Tips for a Successful Medical School Essay

  • If you’re applying through AMCAS, remember to keep your essay more general rather than tailored to a specific medical school, because your essay will be seen by multiple schools.
  • AMCAS essays are limited to 5300 characters—not words! This includes spaces.
  • Make sure the information you include in your essay doesn't conflict with the information in your other application materials.
  • In general, provide additional information that isn’t found in your other application materials. Look at the essay as an opportunity to tell your story rather than a burden.
  • Keep the interview in mind as you write. You will most likely be asked questions regarding your essay during the interview, so think about the experiences you want to talk about.
  • When you are copying and pasting from a word processor to the AMCAS application online, formatting and font will be lost. Don’t waste your time making it look nice. Be sure to look through the essay once you’ve copied it into AMCAS and edit appropriately for any odd characters that result from pasting.
  • Avoid overly controversial topics. While it is fine to take a position and back up your position with evidence, you don’t want to sound narrow-minded.
  • Revise, revise, revise. Have multiple readers look at your essay and make suggestions. Go over your essay yourself many times and rewrite it several times until you feel that it communicates your message effectively and creatively.
  • Make the opening sentence memorable. Admissions officers will read dozens of personal statements in a day. You must say something at the very beginning to catch their attention, encourage them to read the essay in detail, and make yourself stand out from the crowd.
  • Character traits to portray in your essay include: maturity, intellect, critical thinking skills, leadership, tolerance, perseverance, and sincerity.

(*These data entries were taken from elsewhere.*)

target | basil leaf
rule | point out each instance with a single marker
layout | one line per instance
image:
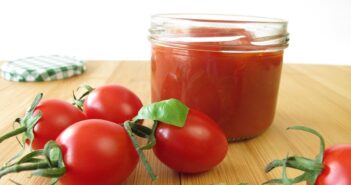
(170, 111)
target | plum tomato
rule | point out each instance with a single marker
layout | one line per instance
(196, 147)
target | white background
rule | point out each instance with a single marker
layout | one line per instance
(117, 30)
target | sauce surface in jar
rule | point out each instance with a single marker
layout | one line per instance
(231, 80)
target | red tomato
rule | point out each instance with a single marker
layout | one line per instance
(113, 103)
(196, 147)
(96, 152)
(57, 115)
(337, 166)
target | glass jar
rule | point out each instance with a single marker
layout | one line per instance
(223, 65)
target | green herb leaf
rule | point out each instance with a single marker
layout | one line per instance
(170, 111)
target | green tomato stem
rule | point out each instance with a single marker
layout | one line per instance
(13, 133)
(311, 167)
(139, 151)
(24, 167)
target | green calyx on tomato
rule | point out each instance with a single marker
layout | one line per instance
(79, 102)
(26, 123)
(312, 168)
(46, 162)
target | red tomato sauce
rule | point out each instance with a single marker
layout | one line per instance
(238, 90)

Additional Tips for a Successful Medical School Essay

  • Regardless of the prompt, you should always address the question of why you want to go to medical school in your essay.
  • Try to always give concrete examples rather than make general statements. If you say that you have perseverance, describe an event in your life that demonstrates perseverance.
  • There should be an overall message or theme in your essay. In the example above, the theme is overcoming unexpected obstacles.
  • Make sure you check and recheck for spelling and grammar!
  • Unless you’re very sure you can pull it off, it is usually not a good idea to use humor or to employ the skills you learned in creative writing class in your personal statement. While you want to paint a picture, you don’t want to be too poetic or literary.
  • Turn potential weaknesses into positives. As in the example above, address any potential weaknesses in your application and make them strengths, if possible. If you have low MCAT scores or something else that can’t be easily explained or turned into a positive, simply don’t mention it.